Asma al-Assad: the desert rose peddled


Earlier this month, my daughter gave me her copy of Vogue. I’m writing for a fashion designer and Vogue is an important magazine of the art form and trade. Research homework. Go ahead and grin, she did. Inside the issue, there’s an article about Asma al-Assad, Syria’s first lady. Given recent news, this article, while timely and poignant, is actually more of a window into us as it is into her life, her country, and her "style".

Fashion seeks people to wear beautiful things meant for the body. The fashion industry looks to people of position, public figures, and dresses them both physically and euphemistically. We can be just like them. Designers create personal architecture, beautiful spaces we can wear. Asma looks beautiful in the main photograph gazing over venerable sacred historic Damascus, a seeming new face of the future, beautiful in a very European Milan-ish couture way despite the author’s sentiment that she’s unadorned. Hardly.

Syria frays at the hem, coming undone, “old” inherited power models which aren’t really that old (post not-so-Great War One Balfour dysfunctionality and artificiality). Enough about them. They shall “self-determine” in their own determined ways with power to the people yet to win. This is about us. This article, read by people in the West, primarily women, says very little. Who remembers Asma’s father-in-law? Who remembers the worry of Soviet-influenced potential nuclear proliferation and ornery influence in the region? Irrelevant history. In fact, it’s not even history in the minds of the majority of readers. Most will never visit Syria. She looks stunning and radiant.

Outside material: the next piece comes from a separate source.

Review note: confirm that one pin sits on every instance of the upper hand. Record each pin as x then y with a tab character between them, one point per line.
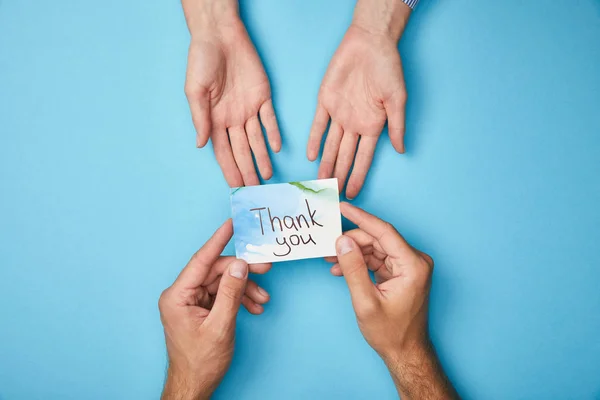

The winds of revolution radiated today from Daraa (spelled many ways), in southwest Syria situated near the border with Jordan. Water and its scarcity there but one of the issues of discontent underpinning the thirst for a new type of political freedom. Lack of water is horrible for the skin after all. But, we Vogue readers know that.

Vogue peddled Asma in a lovely way for us, painted a wondrous picture of a new Syria, coiffed, not veiled, secular and wrinkle free. We bought it. Syria didn’t.

Photograph by James Nachtwey, Vogue, March 2011 issue...James is a wonderful photojournalist, having seen tough stuff, wars, warts and all...which makes this article even more...what's the word? Absurd?

1 comment:

  1. She is a beautiful woman. Unfortunately, that is pretty much Vogue's only point.